Mycopathologia 2020;
185:233-243. [PMID:
32108288 DOI:
10.1007/s11046-020-00438-9]
[Citation(s) in RCA: 8] [Impact Index Per Article: 2.0] [Reference Citation Analysis] [Abstract] [Key Words] [Track Full Text] [Journal Information] [Subscribe] [Scholar Register] [Received: 08/31/2019] [Accepted: 02/17/2020] [Indexed: 01/06/2023]
Abstract
Dermatophytosis is a fungal infection of skin, hair and nails, and the most frequently found causative agent is Trichophyton rubrum. The disease is very common and often recurring, and it is therefore difficult to eradicate. To develop and test novel treatments, infection models that are representative of the infection process are desirable. Several infection models have been developed, including the use of cultured cells, isolated corneocytes, explanted human skin or reconstituted human epidermis.
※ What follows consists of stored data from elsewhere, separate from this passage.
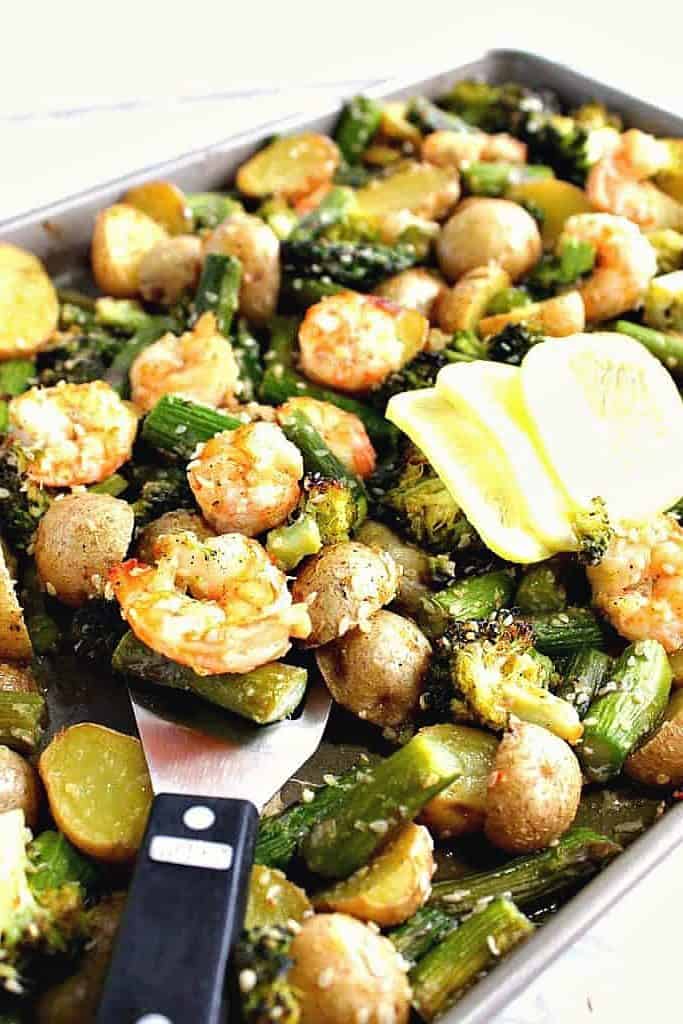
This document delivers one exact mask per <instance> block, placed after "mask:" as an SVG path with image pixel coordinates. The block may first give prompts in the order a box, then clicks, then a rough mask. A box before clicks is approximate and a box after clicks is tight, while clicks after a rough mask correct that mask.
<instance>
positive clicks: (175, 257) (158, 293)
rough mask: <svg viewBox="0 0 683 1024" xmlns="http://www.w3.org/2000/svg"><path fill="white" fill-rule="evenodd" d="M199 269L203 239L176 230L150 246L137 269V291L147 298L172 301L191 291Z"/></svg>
mask: <svg viewBox="0 0 683 1024" xmlns="http://www.w3.org/2000/svg"><path fill="white" fill-rule="evenodd" d="M201 269H202V241H201V239H198V238H197V237H196V236H194V234H178V236H176V237H175V238H173V239H164V240H163V241H162V242H158V243H157V245H155V246H153V247H152V249H150V251H148V252H146V253H145V254H144V255H143V257H142V259H141V260H140V265H139V267H138V270H137V279H138V288H139V292H140V295H141V296H142V298H143V299H145V300H146V301H147V302H161V303H164V304H165V305H171V304H172V303H173V302H176V301H177V299H179V298H180V296H181V295H182V293H183V292H185V291H194V290H195V288H196V287H197V283H198V281H199V278H200V270H201Z"/></svg>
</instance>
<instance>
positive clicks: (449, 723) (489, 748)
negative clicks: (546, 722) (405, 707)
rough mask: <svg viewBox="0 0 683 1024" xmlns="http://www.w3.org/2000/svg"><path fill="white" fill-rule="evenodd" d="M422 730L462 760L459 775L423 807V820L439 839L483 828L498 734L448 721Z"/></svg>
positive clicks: (496, 751) (482, 729)
mask: <svg viewBox="0 0 683 1024" xmlns="http://www.w3.org/2000/svg"><path fill="white" fill-rule="evenodd" d="M420 731H421V732H424V733H427V734H428V735H431V736H434V737H436V738H437V739H438V741H439V742H441V743H443V744H444V746H445V748H446V749H447V750H449V751H450V752H451V753H452V754H453V756H454V757H455V758H457V759H458V761H459V762H460V774H459V775H458V777H457V778H456V779H454V781H453V782H452V783H451V784H450V785H446V787H445V790H441V792H440V793H438V794H437V795H436V796H435V797H433V798H432V799H431V800H430V801H429V803H428V804H426V805H425V806H424V807H423V809H422V813H421V815H420V820H421V821H424V823H425V824H426V825H427V826H428V828H430V830H431V831H432V833H434V834H435V835H436V836H438V837H439V839H453V838H454V837H456V836H462V835H464V834H465V833H472V831H480V830H481V829H482V828H483V824H484V820H485V817H486V792H487V787H488V778H489V776H490V773H492V770H493V768H494V763H495V761H496V752H497V751H498V738H497V737H496V736H494V735H492V733H490V732H484V731H483V729H473V728H471V727H470V726H467V725H452V724H451V723H446V722H444V723H442V724H440V725H430V726H427V728H426V729H421V730H420Z"/></svg>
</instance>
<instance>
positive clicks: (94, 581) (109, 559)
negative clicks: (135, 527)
mask: <svg viewBox="0 0 683 1024" xmlns="http://www.w3.org/2000/svg"><path fill="white" fill-rule="evenodd" d="M134 521H135V520H134V516H133V510H132V508H131V506H130V505H129V504H128V503H127V502H124V501H121V499H119V498H112V496H111V495H98V494H92V492H89V490H77V492H74V494H71V495H67V496H66V497H65V498H60V499H59V500H58V501H55V502H52V504H51V505H50V507H49V509H48V510H47V512H46V513H45V515H44V516H43V518H42V519H41V520H40V525H39V527H38V532H37V535H36V566H37V568H38V574H39V575H40V579H41V581H42V583H43V585H44V587H45V589H46V590H47V592H48V594H52V595H53V596H56V597H58V598H59V600H60V601H63V603H65V604H69V605H71V606H72V607H78V606H79V605H81V604H84V603H85V602H86V601H87V600H88V598H91V597H96V596H98V595H99V594H101V593H102V590H103V587H104V584H105V583H106V577H108V573H109V570H110V569H111V568H112V566H113V565H116V564H117V562H121V561H123V559H124V558H125V557H126V553H127V551H128V546H129V545H130V541H131V538H132V536H133V525H134Z"/></svg>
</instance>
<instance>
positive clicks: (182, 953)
mask: <svg viewBox="0 0 683 1024" xmlns="http://www.w3.org/2000/svg"><path fill="white" fill-rule="evenodd" d="M130 696H131V701H132V705H133V711H134V712H135V718H136V720H137V726H138V730H139V733H140V739H141V740H142V745H143V748H144V754H145V757H146V760H147V764H148V767H150V774H151V776H152V784H153V786H154V791H155V793H156V794H157V796H156V797H155V801H154V804H153V807H152V813H151V815H150V821H148V824H147V829H146V834H145V837H144V841H143V843H142V847H141V849H140V852H139V855H138V858H137V863H136V867H135V874H134V878H133V883H132V886H131V888H130V893H129V896H128V902H127V905H126V911H125V914H124V918H123V922H122V925H121V929H120V931H119V936H118V939H117V943H116V947H115V950H114V956H113V959H112V967H111V970H110V974H109V978H108V981H106V985H105V989H104V995H103V997H102V1001H101V1004H100V1008H99V1012H98V1015H97V1022H98V1024H214V1022H216V1021H219V1020H220V1019H223V1015H224V1013H225V1007H224V1004H223V999H222V996H223V981H224V976H225V966H226V962H227V957H228V953H229V950H230V947H231V945H232V941H233V939H234V938H236V937H237V936H238V935H239V932H240V930H241V928H242V924H243V921H244V913H245V908H246V898H247V889H248V885H249V874H250V871H251V867H252V862H253V856H254V843H255V840H256V830H257V824H258V811H257V808H261V807H262V806H263V804H264V803H265V802H266V801H267V800H268V799H269V798H270V797H272V795H273V794H274V793H276V792H278V790H280V788H281V786H282V785H284V783H285V782H286V781H287V779H288V778H289V777H290V776H291V775H292V774H293V773H294V772H295V771H296V770H297V769H298V768H299V767H300V766H301V765H302V764H303V762H304V761H306V760H307V759H308V758H309V757H310V756H311V755H312V754H313V753H314V752H315V751H316V750H317V746H318V743H319V741H321V739H322V736H323V732H324V729H325V725H326V722H327V719H328V715H329V713H330V697H329V696H328V694H327V691H326V690H325V688H324V686H323V684H322V682H319V681H316V682H313V683H312V684H311V685H310V686H309V688H308V692H307V695H306V700H305V705H304V708H303V712H302V714H301V715H300V717H299V718H296V719H294V720H292V721H289V722H282V723H279V724H276V725H269V726H263V727H260V728H256V727H254V728H251V727H247V726H245V727H241V728H239V729H237V736H236V735H230V734H229V732H228V734H227V735H225V734H224V732H222V731H218V732H217V733H216V732H213V733H212V732H209V731H204V730H203V729H202V730H200V729H197V728H188V727H186V726H183V725H180V724H177V723H176V722H174V721H171V720H169V719H168V717H166V716H164V717H162V715H160V714H158V713H157V712H156V711H153V710H150V708H148V707H147V706H146V703H144V705H143V703H142V702H141V699H142V698H141V697H139V696H138V695H136V694H135V693H133V692H131V694H130ZM234 731H236V730H233V732H234Z"/></svg>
However, these have various disadvantages, ranging from not being an accurate reflection of the site of infection, as is the case with, for example, cultured cells, to being difficult to scale up or having ethical issues (e.g., explanted human skin). We therefore sought to develop an infection model using explanted porcine skin, which is low cost and ethically neutral. We show that in our model, fungal growth is dependent on the presence of skin, and adherence of conidia is time-dependent with maximum adherence observed after ~ 2 h. Scanning electron microscopy suggested the production of fibril-like material that links conidia to each other and to skin. Prolonged incubation of infected skin leads to luxurious growth and invasion of the dermis, which is not surprising as the skin is not maintained in conditions to keep the tissue alive, and therefore is likely to lack an active immune system that would limit fungal growth. Therefore, the model developed seems useful to study the early stages of infection. Furthermore, we demonstrate that the model can be used to test novel treatment regimens for tinea infections.